Abstract: BACKGROUND: Serious adverse events may occur from the use of disease modifying antirheumatic drugs (DMARDs) used to treat rheumatoid arthritis. We describe preliminary data from a regional surveillance scheme. Our aims were to identify a broad range of potential adverse events, to identify deficiencies in care and examine the management of common events in order to improve care. METHODS: Adverse events were sought by regular postcards to clinicians in the West Midlands region of the UK. Each reported case was carefully described and the opinions of at least three peer-reviewers were sought on cause-effect relationships, the potential for prevention and the appropriateness of management. RESULTS: Forty-four serious adverse events associated with DMARD use were reported between December 1999 and October 2001. Events included eight patients with malignancies, two with pancytopenia taking methotrexate, three with septic arthritis, and two with septicaemias. Fifteen cases have been peer-reviewed in detail, so far.
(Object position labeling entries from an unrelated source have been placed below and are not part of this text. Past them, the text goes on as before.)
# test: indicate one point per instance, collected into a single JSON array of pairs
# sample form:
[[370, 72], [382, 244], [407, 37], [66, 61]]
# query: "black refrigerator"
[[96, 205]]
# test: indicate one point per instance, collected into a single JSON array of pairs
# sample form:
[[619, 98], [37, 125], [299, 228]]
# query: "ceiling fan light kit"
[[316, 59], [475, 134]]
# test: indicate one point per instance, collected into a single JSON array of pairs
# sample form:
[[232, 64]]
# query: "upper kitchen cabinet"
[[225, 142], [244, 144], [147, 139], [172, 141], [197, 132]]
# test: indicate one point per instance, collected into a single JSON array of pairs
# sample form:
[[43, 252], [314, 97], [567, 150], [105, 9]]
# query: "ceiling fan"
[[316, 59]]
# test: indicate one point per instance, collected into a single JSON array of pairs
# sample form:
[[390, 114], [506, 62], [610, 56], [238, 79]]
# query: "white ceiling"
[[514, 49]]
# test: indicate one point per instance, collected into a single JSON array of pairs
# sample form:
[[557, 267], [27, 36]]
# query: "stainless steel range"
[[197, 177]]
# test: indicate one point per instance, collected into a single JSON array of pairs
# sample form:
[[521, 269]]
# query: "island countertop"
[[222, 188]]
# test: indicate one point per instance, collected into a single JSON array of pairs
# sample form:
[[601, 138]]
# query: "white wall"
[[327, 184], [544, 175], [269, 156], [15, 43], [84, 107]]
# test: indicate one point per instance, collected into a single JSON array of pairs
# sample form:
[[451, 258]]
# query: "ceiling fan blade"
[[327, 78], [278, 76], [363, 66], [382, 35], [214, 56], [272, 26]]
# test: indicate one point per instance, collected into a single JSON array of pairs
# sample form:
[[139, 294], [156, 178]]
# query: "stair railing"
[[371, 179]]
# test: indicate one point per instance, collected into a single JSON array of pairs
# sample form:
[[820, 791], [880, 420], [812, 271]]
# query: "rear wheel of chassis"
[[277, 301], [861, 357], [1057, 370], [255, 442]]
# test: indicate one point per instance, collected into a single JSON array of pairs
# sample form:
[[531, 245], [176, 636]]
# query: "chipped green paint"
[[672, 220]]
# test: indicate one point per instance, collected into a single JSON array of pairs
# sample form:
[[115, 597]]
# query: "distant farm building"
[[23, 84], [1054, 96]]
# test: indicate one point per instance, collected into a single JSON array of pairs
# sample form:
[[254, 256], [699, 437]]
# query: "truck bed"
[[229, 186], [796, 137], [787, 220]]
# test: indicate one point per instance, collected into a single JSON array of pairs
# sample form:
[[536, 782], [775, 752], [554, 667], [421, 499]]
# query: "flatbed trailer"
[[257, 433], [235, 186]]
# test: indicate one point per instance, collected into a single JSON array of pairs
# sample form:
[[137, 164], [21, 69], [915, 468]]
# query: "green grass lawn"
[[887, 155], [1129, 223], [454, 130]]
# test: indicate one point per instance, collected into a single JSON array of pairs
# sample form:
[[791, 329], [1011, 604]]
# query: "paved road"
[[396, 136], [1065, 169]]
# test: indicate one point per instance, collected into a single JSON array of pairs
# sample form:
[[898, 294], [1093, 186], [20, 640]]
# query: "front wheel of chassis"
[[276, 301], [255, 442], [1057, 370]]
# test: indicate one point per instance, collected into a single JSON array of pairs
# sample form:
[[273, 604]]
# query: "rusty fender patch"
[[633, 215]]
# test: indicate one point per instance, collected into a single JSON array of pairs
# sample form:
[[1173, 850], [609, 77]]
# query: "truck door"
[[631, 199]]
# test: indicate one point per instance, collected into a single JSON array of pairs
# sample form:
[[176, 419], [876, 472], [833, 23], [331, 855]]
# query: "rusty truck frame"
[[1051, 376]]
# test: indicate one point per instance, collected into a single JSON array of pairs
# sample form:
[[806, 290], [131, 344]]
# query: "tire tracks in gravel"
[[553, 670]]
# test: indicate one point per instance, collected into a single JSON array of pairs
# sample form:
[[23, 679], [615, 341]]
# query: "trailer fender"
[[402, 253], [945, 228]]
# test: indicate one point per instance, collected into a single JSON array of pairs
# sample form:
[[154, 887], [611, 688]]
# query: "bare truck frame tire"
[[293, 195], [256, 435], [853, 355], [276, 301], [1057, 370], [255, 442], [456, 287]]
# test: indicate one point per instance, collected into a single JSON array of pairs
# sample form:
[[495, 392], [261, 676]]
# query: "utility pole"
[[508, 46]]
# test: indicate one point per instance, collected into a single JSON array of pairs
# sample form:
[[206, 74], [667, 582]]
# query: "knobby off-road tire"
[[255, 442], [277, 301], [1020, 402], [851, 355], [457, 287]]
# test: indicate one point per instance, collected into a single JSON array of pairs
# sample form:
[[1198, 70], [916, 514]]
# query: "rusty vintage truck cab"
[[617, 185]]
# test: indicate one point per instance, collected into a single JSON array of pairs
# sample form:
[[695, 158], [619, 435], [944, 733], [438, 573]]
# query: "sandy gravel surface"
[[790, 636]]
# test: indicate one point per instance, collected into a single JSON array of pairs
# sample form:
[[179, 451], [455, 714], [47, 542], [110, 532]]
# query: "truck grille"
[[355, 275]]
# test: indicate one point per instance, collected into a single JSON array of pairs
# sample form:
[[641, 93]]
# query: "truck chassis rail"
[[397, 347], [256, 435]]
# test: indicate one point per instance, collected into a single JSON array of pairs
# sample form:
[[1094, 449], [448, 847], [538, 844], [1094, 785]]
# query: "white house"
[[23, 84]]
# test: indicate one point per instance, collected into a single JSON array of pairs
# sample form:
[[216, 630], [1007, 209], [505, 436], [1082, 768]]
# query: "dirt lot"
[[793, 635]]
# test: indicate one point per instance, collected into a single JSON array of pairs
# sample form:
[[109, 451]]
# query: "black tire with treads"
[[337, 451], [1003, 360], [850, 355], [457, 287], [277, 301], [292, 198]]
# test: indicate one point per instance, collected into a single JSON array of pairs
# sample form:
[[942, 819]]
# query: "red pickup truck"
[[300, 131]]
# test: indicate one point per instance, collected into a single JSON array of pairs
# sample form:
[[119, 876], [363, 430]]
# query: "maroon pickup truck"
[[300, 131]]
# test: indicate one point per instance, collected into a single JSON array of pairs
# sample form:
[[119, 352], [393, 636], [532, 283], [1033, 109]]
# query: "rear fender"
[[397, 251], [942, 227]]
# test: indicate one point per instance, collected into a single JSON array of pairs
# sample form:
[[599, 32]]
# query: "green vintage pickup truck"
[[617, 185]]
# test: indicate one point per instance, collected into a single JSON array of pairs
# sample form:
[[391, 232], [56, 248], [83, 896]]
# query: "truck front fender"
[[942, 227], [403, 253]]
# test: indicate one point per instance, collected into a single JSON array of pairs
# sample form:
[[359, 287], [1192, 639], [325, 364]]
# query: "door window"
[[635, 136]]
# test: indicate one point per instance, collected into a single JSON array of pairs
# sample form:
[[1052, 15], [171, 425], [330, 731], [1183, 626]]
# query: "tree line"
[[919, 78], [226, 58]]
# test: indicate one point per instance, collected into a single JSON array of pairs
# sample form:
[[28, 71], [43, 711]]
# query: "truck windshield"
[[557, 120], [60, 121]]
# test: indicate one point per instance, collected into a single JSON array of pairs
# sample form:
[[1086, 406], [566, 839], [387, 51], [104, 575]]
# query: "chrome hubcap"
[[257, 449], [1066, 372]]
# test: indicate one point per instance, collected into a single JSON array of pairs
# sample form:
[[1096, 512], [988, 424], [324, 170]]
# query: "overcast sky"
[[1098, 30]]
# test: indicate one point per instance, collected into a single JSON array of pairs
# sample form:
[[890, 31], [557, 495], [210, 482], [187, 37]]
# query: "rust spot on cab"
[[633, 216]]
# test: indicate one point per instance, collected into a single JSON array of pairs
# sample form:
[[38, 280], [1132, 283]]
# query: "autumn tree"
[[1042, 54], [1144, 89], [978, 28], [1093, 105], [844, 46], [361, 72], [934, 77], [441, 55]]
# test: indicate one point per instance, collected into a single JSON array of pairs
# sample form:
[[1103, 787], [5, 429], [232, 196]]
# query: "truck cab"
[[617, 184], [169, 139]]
At least two reviewers thought that eight events were related to DMARD use and that two were preventable. Agreement between pairs of reviewers was fair or moderate (weighted kappa 0.23-0.5). DISCUSSION: We have successfully implemented a regional system for identifying potential drug-related serious adverse events. A diverse range of potential drug-related events has been seen. Early analyses have highlighted the difficulties of determining cause-effect relationships between a drug and an event.